Some readers may argue that it's far easier to create a controlled, predictable IT environment by buying the hardware, the software, and even the data, and integrating them. This makes the system completely self sufficient. Arguably, this position was once the only option. But now we've experienced significant changes in technology. The Internet is just one. It started with a browser that pointed to web pages, reports, or documents. It is now extending into databases and collaboration services. As a result, a lot of us have come to depend on the internet for much of the information we consume. Thanks to Web 2.0 applications the world is embracing internet-based social networking and wiki worlds which have highlighted a generational shift in the way that we manage and access information.

In order to cope with all this increased internet activity, other technology has evolved. The introduction of broadband internet has improved the user experience significantly. Internet consumers – in some countries – are already experiencing very little difference whether they access resources internal or external to their organization. With the introduction of fiber to the home in North America, Australia, Europe, Asia and other regions, a vast majority of households will experience unencumbered access to remote resources. The availability of high speed broadband will change the way that we do a whole lot of things.

However, there's more to this than just having mountains of remote distributed resources. The development of Service Oriented Architectures (SOA) support the concept of web services that allow programs or web applications to integrate these remote services and data. The development of SOA meant that applications developers could easily ‘cobble’ together any number of remote resources. An army of developers is working to build web-based and desktop ‘mashups’ that integrate any number of these remote services via web services. This trend is only in its infancy. As we become more comfortable with it, its usage will proliferate.

So we already have the fundamental infrastructure to broaden our use of information beyond the boundary of the enterprise. For the Spatial Data Infrastructure (SDI) community what is now needed is the growth of remote services that can be harnessed in this manner. We need more distributed services that are exposed on the internet, and that can be discovered and accessed via standards-based web services. This Information as a Service (IAAS) model is a trend that is gaining a momentum of its own – initially in controlled intranet/extranet environments – but increasingly on Internet "cloud" as well.

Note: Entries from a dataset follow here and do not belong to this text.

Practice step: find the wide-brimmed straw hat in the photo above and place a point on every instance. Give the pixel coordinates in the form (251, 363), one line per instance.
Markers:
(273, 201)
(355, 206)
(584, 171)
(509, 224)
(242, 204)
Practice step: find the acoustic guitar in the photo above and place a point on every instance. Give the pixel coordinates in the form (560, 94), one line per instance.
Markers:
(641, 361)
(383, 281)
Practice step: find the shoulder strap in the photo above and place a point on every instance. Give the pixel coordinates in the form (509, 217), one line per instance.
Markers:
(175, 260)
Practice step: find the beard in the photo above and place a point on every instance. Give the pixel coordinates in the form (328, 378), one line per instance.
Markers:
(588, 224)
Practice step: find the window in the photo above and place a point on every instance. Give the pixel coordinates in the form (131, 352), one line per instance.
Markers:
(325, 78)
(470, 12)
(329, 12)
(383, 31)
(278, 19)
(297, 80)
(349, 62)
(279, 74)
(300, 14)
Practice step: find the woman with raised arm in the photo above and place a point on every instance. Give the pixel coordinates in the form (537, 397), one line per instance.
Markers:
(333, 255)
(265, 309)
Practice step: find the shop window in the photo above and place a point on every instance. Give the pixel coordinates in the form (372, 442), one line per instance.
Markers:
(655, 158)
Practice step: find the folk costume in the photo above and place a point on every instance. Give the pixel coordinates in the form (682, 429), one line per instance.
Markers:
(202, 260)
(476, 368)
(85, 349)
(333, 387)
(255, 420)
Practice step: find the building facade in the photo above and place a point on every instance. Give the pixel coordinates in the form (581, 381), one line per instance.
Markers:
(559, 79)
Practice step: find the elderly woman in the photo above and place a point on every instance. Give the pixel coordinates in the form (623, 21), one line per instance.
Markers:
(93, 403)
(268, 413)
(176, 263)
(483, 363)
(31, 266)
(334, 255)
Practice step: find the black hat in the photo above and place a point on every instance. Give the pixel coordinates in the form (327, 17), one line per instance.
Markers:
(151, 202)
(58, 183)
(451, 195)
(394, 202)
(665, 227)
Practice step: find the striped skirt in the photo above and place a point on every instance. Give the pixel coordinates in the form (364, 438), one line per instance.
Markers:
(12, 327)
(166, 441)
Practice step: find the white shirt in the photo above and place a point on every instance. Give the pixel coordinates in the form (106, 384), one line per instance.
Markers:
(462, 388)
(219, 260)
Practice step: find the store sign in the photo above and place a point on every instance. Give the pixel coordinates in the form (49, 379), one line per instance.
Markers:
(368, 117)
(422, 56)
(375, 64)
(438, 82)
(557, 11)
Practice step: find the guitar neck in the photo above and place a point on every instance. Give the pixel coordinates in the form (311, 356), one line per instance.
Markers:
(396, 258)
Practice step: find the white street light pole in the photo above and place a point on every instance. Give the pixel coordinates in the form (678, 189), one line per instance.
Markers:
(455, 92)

We'll explore some specific examples in future parts of this series.

- Jeff and Brad

Thursday, May 13, 2010

NEO Web Service - Tracking changes around the world just got easier!

It's not often an online resource comes along and makes me say, "Wow!", but the NEO - NASA Earth Observations - web map service is just that kind of resource. NEO's mission is to help you picture climate and environmental changes happening on our home planet. To open up the NEO collection to all users they provide a WMS - giving anyone the ability to access maps from any application using a standardized programming interface. Just plug the service descriptions for NEO into Gaia to access it and start tracking changes around the world.
- Jeff

Friday, May 07, 2010

Web services provide access to Hawaii infrastructure info

During a recent "10 minutes with NSDI Web Services" talk at AAG I discussed some new web feature services (WFS) from PDC. I was impressed with the services (good data, easy access) and see them as another great example of geospatial services oriented architecture (GSOA) advancing on the Internet.

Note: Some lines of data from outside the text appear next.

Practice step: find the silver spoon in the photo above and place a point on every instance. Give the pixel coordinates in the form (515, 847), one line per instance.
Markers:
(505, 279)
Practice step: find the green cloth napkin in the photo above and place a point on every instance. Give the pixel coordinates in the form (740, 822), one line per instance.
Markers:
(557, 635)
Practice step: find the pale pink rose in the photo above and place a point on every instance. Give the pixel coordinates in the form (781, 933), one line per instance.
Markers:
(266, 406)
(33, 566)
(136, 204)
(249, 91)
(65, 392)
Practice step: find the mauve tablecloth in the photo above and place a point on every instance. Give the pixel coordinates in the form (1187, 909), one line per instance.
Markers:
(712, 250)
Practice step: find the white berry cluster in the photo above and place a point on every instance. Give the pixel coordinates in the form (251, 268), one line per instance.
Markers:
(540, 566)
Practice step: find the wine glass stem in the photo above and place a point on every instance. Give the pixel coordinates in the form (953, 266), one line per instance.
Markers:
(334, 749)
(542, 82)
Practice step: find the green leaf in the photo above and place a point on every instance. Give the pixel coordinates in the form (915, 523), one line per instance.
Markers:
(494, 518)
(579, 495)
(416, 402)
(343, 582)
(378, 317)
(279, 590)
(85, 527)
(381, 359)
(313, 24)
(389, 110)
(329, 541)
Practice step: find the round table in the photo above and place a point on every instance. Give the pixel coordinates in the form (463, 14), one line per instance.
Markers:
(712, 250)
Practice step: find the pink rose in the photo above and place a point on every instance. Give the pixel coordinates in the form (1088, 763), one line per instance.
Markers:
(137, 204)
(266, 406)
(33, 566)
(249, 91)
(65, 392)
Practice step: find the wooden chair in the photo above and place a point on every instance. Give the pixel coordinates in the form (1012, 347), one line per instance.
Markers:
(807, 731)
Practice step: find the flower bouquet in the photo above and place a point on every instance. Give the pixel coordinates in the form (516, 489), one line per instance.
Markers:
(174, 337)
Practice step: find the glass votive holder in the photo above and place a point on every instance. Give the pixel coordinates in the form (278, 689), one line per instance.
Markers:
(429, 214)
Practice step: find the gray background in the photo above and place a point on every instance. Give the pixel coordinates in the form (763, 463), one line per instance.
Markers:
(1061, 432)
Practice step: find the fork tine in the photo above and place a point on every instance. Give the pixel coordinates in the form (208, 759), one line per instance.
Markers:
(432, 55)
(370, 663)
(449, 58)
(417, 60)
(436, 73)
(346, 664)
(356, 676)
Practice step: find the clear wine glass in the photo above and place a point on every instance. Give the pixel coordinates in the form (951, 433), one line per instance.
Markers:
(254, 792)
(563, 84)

The WFS are provided by Pacific Disaster Center and come in several flavors, each supporting a different theme. Two of my favorites are Infrastructure and Emergency Services. Just plug the service descriptions for each of these into Gaia to access them. Hint - a trick I use to add services is just clicking on the "Gaia" icon in the GOS Dashboard, your service list in Gaia will be automatically updated. The example above shows the PDC WFS for Emergency Services accessed using this technique through the open source GOS Dashboard for Windows 7/Vista and free Gaia from The Carbon Project. Enjoy!